Every Sunday evening, I'd name my father, a horse farmer and part-time political pundit in Nicaragua, who would give me his evaluation of the week's occasions, adopted by a easy query: "Have you voted yet?" Then, he would say, "This is probably the most important election of your lifetime." And it was—on the time.Now, an much more essential election for me and my ancestral nation is occurring in Nicaragua this weekend—and most of the people in the US aren't following it.
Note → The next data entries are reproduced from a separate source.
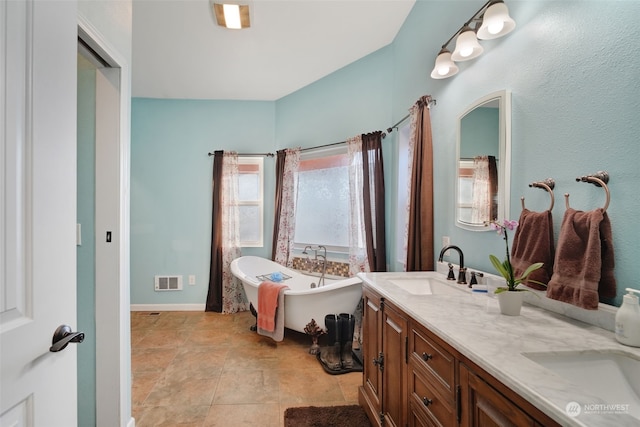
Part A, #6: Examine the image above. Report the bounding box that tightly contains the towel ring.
[520,178,556,210]
[564,171,611,212]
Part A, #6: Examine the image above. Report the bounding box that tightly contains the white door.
[0,0,82,427]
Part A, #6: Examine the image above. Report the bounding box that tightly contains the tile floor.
[131,312,362,427]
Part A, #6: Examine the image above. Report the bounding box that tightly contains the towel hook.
[520,178,556,210]
[564,171,611,211]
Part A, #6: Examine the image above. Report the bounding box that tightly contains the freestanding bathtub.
[231,256,362,333]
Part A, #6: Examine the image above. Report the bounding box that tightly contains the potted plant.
[489,219,546,316]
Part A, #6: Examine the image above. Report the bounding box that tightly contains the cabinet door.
[460,364,536,427]
[362,291,382,419]
[382,304,408,426]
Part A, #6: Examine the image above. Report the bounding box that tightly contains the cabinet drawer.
[409,327,455,396]
[409,369,457,427]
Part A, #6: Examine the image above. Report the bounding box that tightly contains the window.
[396,123,411,264]
[294,146,349,252]
[238,157,264,247]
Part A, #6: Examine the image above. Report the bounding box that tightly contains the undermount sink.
[389,273,464,295]
[522,351,640,420]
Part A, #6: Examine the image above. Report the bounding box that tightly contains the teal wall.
[131,0,640,303]
[76,61,96,426]
[131,98,275,304]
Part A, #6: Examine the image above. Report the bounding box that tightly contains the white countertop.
[358,272,640,427]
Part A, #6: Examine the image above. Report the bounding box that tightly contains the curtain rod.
[209,153,275,157]
[387,95,436,133]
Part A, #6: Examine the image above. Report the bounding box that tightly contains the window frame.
[238,156,264,248]
[293,144,349,255]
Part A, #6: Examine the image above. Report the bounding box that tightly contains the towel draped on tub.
[547,208,616,310]
[257,281,289,341]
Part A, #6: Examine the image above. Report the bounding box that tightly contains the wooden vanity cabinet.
[358,291,407,427]
[359,286,560,427]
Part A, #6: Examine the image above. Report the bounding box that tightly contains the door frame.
[78,12,135,427]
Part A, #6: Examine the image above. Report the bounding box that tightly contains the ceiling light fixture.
[431,0,516,79]
[213,3,251,30]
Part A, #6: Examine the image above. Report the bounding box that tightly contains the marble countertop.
[358,272,640,427]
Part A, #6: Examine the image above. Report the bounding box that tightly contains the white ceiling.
[132,0,415,100]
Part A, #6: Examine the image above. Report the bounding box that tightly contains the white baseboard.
[129,304,205,311]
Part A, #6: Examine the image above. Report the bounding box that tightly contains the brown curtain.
[362,131,387,271]
[271,150,287,261]
[407,96,434,271]
[205,151,224,313]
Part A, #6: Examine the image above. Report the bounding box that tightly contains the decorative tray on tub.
[256,271,291,282]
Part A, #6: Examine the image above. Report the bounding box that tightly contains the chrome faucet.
[316,246,327,286]
[438,245,467,285]
[302,245,327,287]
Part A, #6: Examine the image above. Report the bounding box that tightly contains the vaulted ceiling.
[132,0,415,100]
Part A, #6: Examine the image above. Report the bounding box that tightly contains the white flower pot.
[497,291,524,316]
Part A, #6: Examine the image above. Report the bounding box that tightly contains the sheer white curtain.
[273,148,300,267]
[347,135,371,276]
[471,156,492,224]
[221,151,249,313]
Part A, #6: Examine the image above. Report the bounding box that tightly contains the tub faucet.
[302,245,327,287]
[316,246,327,286]
[438,245,467,285]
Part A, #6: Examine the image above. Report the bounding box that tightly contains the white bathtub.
[231,256,362,333]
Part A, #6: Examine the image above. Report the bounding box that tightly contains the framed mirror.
[455,90,511,231]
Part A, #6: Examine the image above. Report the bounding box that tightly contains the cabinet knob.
[373,353,384,371]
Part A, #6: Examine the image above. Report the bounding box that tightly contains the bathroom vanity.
[359,272,640,427]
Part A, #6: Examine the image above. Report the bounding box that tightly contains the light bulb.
[438,67,449,76]
[487,21,504,34]
[460,47,473,58]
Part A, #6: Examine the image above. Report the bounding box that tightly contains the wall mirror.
[455,90,511,231]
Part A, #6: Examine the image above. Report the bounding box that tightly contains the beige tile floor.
[131,312,362,427]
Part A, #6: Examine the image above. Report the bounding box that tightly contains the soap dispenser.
[616,288,640,347]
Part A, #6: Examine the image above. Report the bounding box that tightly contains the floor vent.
[155,276,182,291]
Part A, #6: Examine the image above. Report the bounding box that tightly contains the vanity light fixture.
[451,25,484,62]
[431,0,516,79]
[431,48,458,79]
[212,2,251,30]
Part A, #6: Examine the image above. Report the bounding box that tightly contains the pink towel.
[547,208,616,310]
[258,281,288,335]
[511,208,555,290]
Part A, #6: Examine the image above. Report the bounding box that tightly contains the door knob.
[49,325,84,353]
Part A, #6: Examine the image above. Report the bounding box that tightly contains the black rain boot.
[340,313,356,369]
[320,314,342,371]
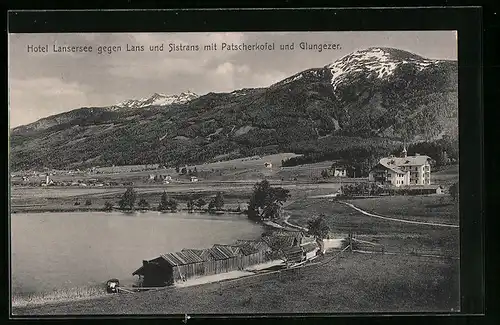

The nervousness I skilled final 12 months has given option to outright dread as my household's homeland prepares to elect its subsequent president. When it involves the query of who will win, the end result is a foregone conclusion.
Even more ironic: Ortega was as soon as imprisoned and tortured in an earlier incarnation of the "El Chipote" jail, the place his present political enemies languish. This really is an occasion of the bullied changing into a bully. Or, in Ortega's case, the populist revolutionary changing into the ruthless oppressor. In 1984, he was elected president. In 1990, he misplaced his bid at reelection to Violeta Chamorro. In 2006, he was elected once more—and has been holding on tight to the presidency ever since. (After a long time of residing in the US, observing these political machinations from afar, my father and mom moved again to Nicaragua in 2000.)
As for my father and the opposite political prisoners, we—their households—are ready for election day with a mixture of dread and hope. It's been rumored the regime's paranoia will diminish after the election, and prisoners can be launched or positioned below home arrest—all higher choices. But it is laborious to imagine it will occur.More seemingly, with out additional actions by the US, nothing will change after the election. And our struggle to free our homeland will proceed below the radar, till the powers that be see match to do one thing—actually do one thing— to shake Ortega's stranglehold on the nation. The stakes of this weekend's election for my household are clear. But everybody who believes in freedom, democracy, and the preservation of human rights must be looking forward to what occurs this Sunday in Nicaragua—and the times and weeks after.